Spain's Rating Lifted by S&P With Prospect of Further Upgrade
(Bloomberg) -- Spain’s credit rating was raised one level to A- by S&P Global Ratings, which cited expectations that economic growth will outpace the euro area and that the government’s budget deficit will shrink.
“We raised our ratings on Spain in view of the country’s continuously strong economic performance, accompanied by a solid current account surplus and ongoing budgetary consolidation,” S&P said in a statement Friday announcing the shift to its seventh-highest ranking.
Spain’s economy is recovering from a property crash that forced a banking bailout back in 2012 and has expanded for 18 quarters in a row. The Bank of Spain earlier this week raised its growth estimates through 2020 and Prime Minister Mariano Rajoy said Thursday that the country had met its 2017 deficit reduction target agreed with the European Union.

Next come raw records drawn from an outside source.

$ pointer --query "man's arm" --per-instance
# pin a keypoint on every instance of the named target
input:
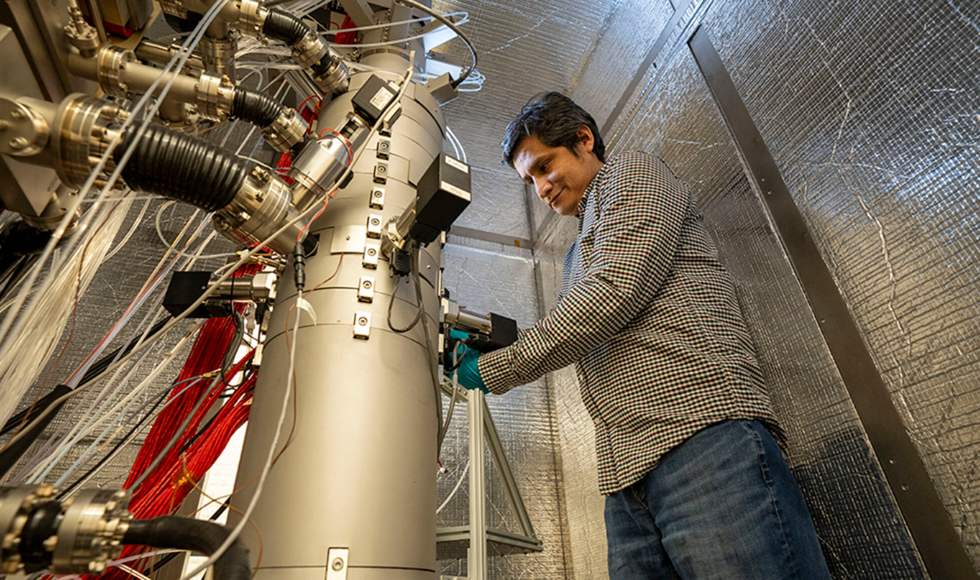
(641, 207)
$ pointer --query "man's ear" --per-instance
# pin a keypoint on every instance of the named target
(585, 139)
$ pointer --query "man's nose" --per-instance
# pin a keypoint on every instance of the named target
(543, 186)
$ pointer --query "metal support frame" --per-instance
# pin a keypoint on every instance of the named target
(939, 545)
(476, 541)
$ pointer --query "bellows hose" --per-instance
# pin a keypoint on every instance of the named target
(255, 108)
(285, 27)
(181, 167)
(197, 535)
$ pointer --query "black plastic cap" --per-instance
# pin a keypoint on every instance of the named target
(373, 99)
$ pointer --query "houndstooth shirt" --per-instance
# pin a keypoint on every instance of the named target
(649, 316)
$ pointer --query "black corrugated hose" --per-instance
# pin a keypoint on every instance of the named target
(254, 107)
(181, 167)
(285, 27)
(197, 535)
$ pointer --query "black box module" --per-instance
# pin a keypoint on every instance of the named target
(444, 192)
(185, 288)
(374, 97)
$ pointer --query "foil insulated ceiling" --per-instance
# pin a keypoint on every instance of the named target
(524, 48)
(869, 110)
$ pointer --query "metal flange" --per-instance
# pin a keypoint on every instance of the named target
(215, 96)
(112, 62)
(23, 132)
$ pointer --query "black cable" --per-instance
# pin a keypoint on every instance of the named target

The ratings firm, which previously had a BBB+ rating for Spain, also maintained its positive outlook on the nation, meaning it could lift its credit score further within the coming two years.
Such an upgrade could come “if the government achieves greater consolidation of public finances than we currently expect, and we observe further improvement in the monetary transmission mechanism,” S&P said. Further easing of political tensions in Catalonia would also support an upgrade, according to the firm.
This latest upgrade by S&P follows a similar move in January by Fitch Ratings, which raised its score for Spain to A- with a stable outlook. Moody’s Investors Service, which has the nation at Baa2, will give its next rating decision on April 13.
The Bank of Spain this week predicted growth of 2.7 percent in 2018, having previously estimated 2.4 percent. The central bank said risks from the Catalan independence crisis last year hadn’t fully materialized while exports and looser fiscal policy will support continued expansion.
Despite the bullish assessment, the Bank of Spain also warned about risks of fiscal slippages this year that could see the pace of deficit reduction slowing.